2) Watch and work through our video on the Matlab Publish command.

3) Homework #3 is due 2/07/18 4pm in Ellie Alipour's mailbox in Olin 100. It is:

A) Problems 2.15, 2.17a (no computation), 3.2 and 3.3 (use matlab for your plot) from your text

B) Using the leapfrog integrator, model throwing a ball straight up in the air with linear drag. Find the position as a function of time, and the time it takes the ball to come back to the origin. You may set the mass as 1kg, and the origin at 0, but examine what happens with a variety of initial conditions and drag coefficients. Do at least four cases: two initial velocities that vary by at least an order of magnitude with at least two different drag coefficients that vary by at least an order of magnitude. Discuss what happens as the drag changes and the initial velocity changes. Make sure to increase the number of time-steps so the time it takes for the ball to come back to x=0 converges to 1% or better.

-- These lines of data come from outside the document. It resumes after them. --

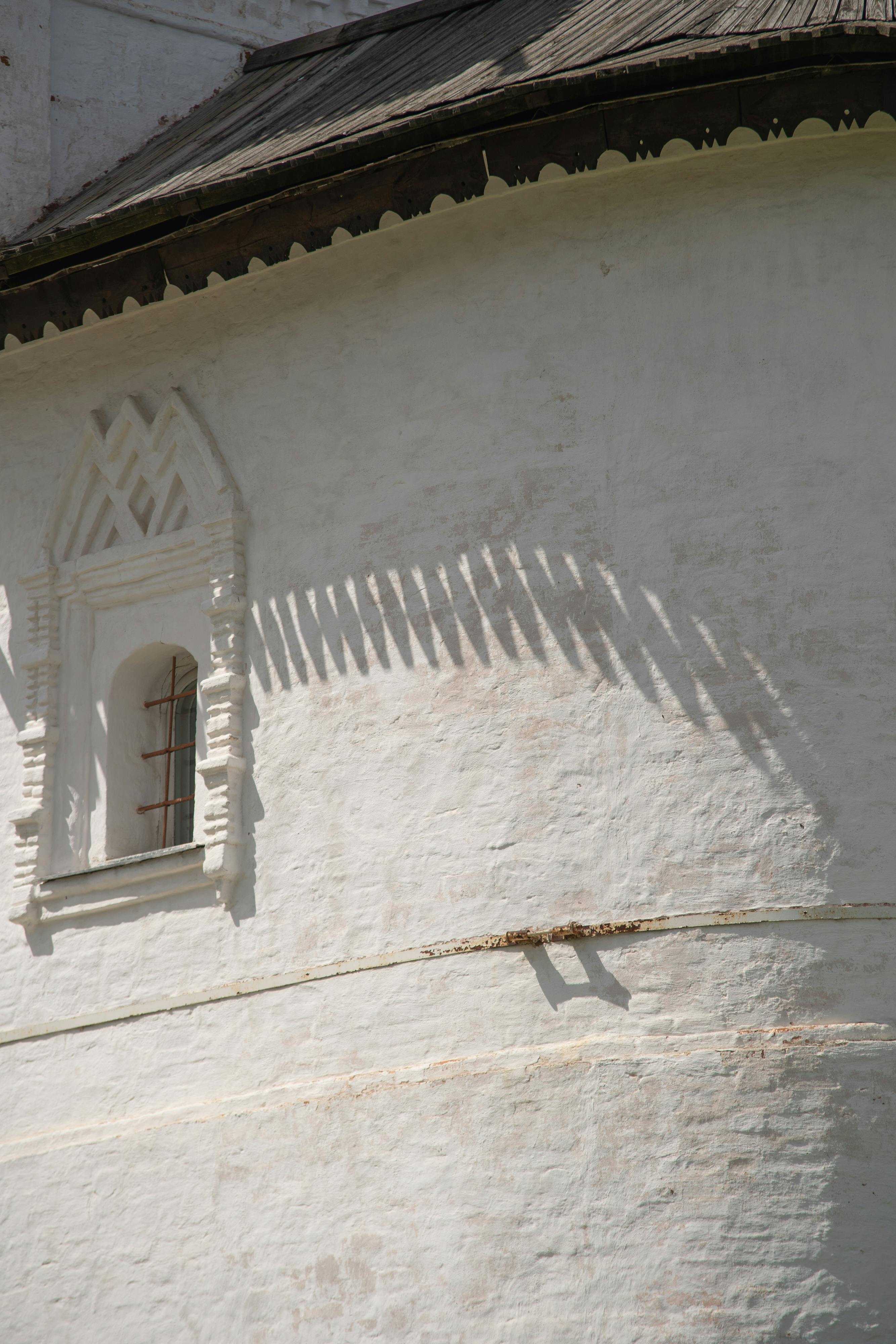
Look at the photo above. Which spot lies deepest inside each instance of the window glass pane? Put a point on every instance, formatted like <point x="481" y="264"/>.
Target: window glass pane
<point x="184" y="764"/>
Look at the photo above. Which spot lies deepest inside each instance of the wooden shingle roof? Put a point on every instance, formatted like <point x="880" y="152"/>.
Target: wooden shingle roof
<point x="430" y="62"/>
<point x="330" y="134"/>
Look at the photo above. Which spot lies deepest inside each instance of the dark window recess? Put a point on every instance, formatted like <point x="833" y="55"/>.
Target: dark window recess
<point x="180" y="761"/>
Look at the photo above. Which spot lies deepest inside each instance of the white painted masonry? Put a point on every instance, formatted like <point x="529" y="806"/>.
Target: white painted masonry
<point x="569" y="575"/>
<point x="85" y="83"/>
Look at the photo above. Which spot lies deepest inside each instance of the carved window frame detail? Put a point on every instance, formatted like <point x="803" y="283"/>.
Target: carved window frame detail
<point x="174" y="452"/>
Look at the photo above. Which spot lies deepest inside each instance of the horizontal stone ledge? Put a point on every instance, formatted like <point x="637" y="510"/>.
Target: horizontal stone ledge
<point x="514" y="939"/>
<point x="606" y="1049"/>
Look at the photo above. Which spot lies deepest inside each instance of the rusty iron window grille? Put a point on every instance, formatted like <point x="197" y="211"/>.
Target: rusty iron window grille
<point x="180" y="760"/>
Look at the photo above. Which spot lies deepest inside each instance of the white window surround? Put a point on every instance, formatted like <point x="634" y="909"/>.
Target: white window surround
<point x="147" y="511"/>
<point x="123" y="884"/>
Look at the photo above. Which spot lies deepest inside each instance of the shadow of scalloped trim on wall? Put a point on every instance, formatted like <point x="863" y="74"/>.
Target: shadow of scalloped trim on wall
<point x="612" y="161"/>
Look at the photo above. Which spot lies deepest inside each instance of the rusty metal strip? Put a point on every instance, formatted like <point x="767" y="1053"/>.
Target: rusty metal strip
<point x="514" y="939"/>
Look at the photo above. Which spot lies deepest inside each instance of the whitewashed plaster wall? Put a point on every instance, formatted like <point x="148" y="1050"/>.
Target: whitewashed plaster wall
<point x="86" y="83"/>
<point x="570" y="575"/>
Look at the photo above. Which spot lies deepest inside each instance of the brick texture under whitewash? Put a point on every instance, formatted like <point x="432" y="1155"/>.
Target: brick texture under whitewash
<point x="537" y="980"/>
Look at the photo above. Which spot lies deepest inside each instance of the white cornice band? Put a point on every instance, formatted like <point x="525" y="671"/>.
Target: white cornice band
<point x="524" y="937"/>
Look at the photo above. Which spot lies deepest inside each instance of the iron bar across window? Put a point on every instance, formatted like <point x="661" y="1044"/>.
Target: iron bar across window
<point x="182" y="725"/>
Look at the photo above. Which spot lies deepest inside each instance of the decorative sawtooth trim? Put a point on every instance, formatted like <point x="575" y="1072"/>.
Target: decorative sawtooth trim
<point x="301" y="221"/>
<point x="193" y="491"/>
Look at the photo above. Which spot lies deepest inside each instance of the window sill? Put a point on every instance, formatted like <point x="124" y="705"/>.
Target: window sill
<point x="119" y="885"/>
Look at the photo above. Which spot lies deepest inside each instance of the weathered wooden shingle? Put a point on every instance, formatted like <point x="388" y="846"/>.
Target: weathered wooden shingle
<point x="289" y="110"/>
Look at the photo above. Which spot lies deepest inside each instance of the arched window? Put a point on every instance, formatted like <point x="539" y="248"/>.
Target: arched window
<point x="172" y="776"/>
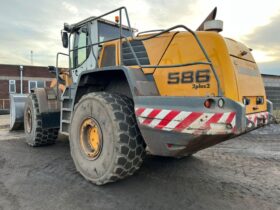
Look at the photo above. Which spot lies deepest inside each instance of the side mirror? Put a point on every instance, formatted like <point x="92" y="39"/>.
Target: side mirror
<point x="53" y="70"/>
<point x="64" y="37"/>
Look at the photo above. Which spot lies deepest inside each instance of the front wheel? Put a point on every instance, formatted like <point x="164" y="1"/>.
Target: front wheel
<point x="35" y="134"/>
<point x="106" y="144"/>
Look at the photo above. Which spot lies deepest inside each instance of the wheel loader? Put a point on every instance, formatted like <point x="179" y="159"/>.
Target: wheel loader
<point x="171" y="92"/>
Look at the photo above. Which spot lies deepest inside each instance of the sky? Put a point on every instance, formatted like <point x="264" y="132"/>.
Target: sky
<point x="35" y="25"/>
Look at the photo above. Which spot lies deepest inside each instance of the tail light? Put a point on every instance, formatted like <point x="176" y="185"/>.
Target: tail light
<point x="246" y="101"/>
<point x="259" y="100"/>
<point x="208" y="103"/>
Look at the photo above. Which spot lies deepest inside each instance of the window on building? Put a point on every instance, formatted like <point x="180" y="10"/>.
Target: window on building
<point x="40" y="84"/>
<point x="12" y="86"/>
<point x="32" y="85"/>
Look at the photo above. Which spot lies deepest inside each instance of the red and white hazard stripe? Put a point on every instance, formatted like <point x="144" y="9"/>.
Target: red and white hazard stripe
<point x="196" y="123"/>
<point x="253" y="118"/>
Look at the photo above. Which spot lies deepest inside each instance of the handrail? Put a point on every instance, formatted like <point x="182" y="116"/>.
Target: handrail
<point x="121" y="37"/>
<point x="149" y="31"/>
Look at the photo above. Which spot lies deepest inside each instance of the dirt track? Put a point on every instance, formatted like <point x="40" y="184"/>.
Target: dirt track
<point x="242" y="173"/>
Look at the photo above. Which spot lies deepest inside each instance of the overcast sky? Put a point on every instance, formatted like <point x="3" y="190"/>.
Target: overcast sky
<point x="35" y="24"/>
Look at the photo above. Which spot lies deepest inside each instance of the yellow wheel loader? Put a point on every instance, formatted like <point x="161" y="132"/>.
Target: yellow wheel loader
<point x="172" y="92"/>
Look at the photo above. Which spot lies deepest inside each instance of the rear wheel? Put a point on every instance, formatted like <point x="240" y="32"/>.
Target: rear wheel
<point x="106" y="144"/>
<point x="35" y="135"/>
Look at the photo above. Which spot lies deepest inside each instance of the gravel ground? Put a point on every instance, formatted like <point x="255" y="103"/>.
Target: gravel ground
<point x="242" y="173"/>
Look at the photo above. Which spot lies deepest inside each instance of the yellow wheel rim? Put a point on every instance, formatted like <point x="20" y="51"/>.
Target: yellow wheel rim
<point x="90" y="138"/>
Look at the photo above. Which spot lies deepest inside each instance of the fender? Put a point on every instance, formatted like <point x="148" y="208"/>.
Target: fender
<point x="139" y="83"/>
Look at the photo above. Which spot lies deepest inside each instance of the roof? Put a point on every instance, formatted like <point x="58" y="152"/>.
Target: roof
<point x="92" y="18"/>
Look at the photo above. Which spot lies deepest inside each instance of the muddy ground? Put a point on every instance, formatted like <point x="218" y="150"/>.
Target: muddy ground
<point x="242" y="173"/>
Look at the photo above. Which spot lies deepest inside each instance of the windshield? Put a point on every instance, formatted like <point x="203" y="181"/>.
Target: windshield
<point x="109" y="32"/>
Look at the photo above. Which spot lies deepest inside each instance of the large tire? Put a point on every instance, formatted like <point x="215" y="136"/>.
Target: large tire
<point x="36" y="135"/>
<point x="122" y="148"/>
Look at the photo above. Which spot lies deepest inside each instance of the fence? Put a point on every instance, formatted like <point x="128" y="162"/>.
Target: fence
<point x="4" y="104"/>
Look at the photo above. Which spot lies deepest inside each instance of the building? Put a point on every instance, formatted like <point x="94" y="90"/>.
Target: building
<point x="10" y="81"/>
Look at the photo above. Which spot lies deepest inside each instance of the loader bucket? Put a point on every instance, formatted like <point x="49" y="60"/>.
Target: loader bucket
<point x="17" y="103"/>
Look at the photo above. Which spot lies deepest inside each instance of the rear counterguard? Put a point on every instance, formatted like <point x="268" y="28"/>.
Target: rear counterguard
<point x="197" y="123"/>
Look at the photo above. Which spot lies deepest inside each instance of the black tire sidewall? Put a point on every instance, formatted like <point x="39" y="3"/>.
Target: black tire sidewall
<point x="94" y="107"/>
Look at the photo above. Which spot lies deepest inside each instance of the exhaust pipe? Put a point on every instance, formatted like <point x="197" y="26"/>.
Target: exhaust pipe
<point x="17" y="103"/>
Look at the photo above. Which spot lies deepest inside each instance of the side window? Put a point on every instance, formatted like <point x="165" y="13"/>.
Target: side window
<point x="80" y="41"/>
<point x="109" y="56"/>
<point x="82" y="53"/>
<point x="12" y="86"/>
<point x="31" y="85"/>
<point x="72" y="44"/>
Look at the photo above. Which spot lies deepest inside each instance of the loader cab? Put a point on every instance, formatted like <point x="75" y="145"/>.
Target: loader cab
<point x="86" y="43"/>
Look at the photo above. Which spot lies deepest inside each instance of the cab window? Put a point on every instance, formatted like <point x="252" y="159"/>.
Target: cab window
<point x="80" y="52"/>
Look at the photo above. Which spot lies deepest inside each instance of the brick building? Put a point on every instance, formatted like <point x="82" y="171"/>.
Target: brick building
<point x="10" y="80"/>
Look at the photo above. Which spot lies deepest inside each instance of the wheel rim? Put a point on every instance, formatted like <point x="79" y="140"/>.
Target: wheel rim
<point x="90" y="138"/>
<point x="29" y="120"/>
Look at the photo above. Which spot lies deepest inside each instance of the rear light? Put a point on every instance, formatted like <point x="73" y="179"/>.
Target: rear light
<point x="246" y="101"/>
<point x="259" y="100"/>
<point x="208" y="103"/>
<point x="221" y="103"/>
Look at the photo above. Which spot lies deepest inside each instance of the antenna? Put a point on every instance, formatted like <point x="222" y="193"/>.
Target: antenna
<point x="31" y="57"/>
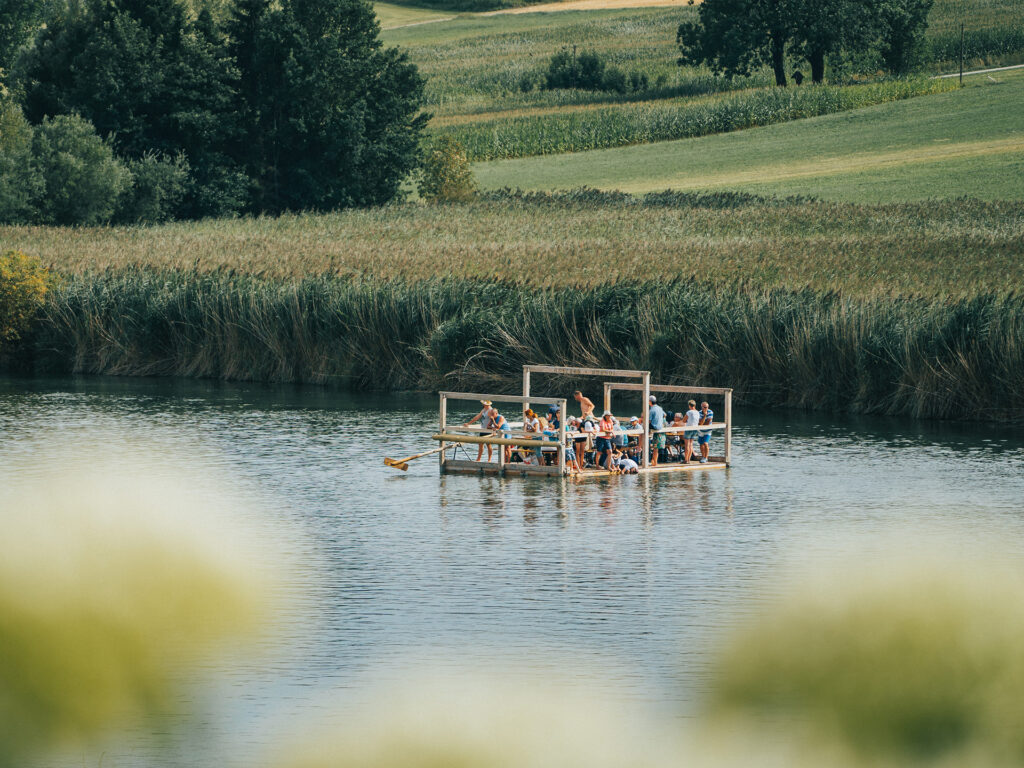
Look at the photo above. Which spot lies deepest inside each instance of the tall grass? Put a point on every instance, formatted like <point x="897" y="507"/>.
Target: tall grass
<point x="804" y="348"/>
<point x="584" y="239"/>
<point x="634" y="124"/>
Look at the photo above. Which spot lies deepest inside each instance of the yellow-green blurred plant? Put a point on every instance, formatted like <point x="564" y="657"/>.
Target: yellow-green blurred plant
<point x="918" y="663"/>
<point x="110" y="585"/>
<point x="24" y="283"/>
<point x="445" y="173"/>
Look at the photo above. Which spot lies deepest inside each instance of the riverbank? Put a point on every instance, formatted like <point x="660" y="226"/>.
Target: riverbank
<point x="807" y="349"/>
<point x="901" y="309"/>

NB This will be the first computational assignment you will do largely by yourself.

C) Show that Euler's formula (e^(ix)=cos(x)+isin(x)) works by expanding both sides to fifth order in x and collecting terms. (It will still work if you collect all terms, but this isn't a math class.)

Note: With the exception of the computational problem and the plotting in 3.3, the problems need to be solved by hand. Using symbolic math solvers is not allowed.

4) Read or re-read Chapter 2.1.1-2.1.7 from The Mathematics Companion, for this week and for Monday. This has far more detail than we will explicitly use in class, but contains the theory behind what we will do.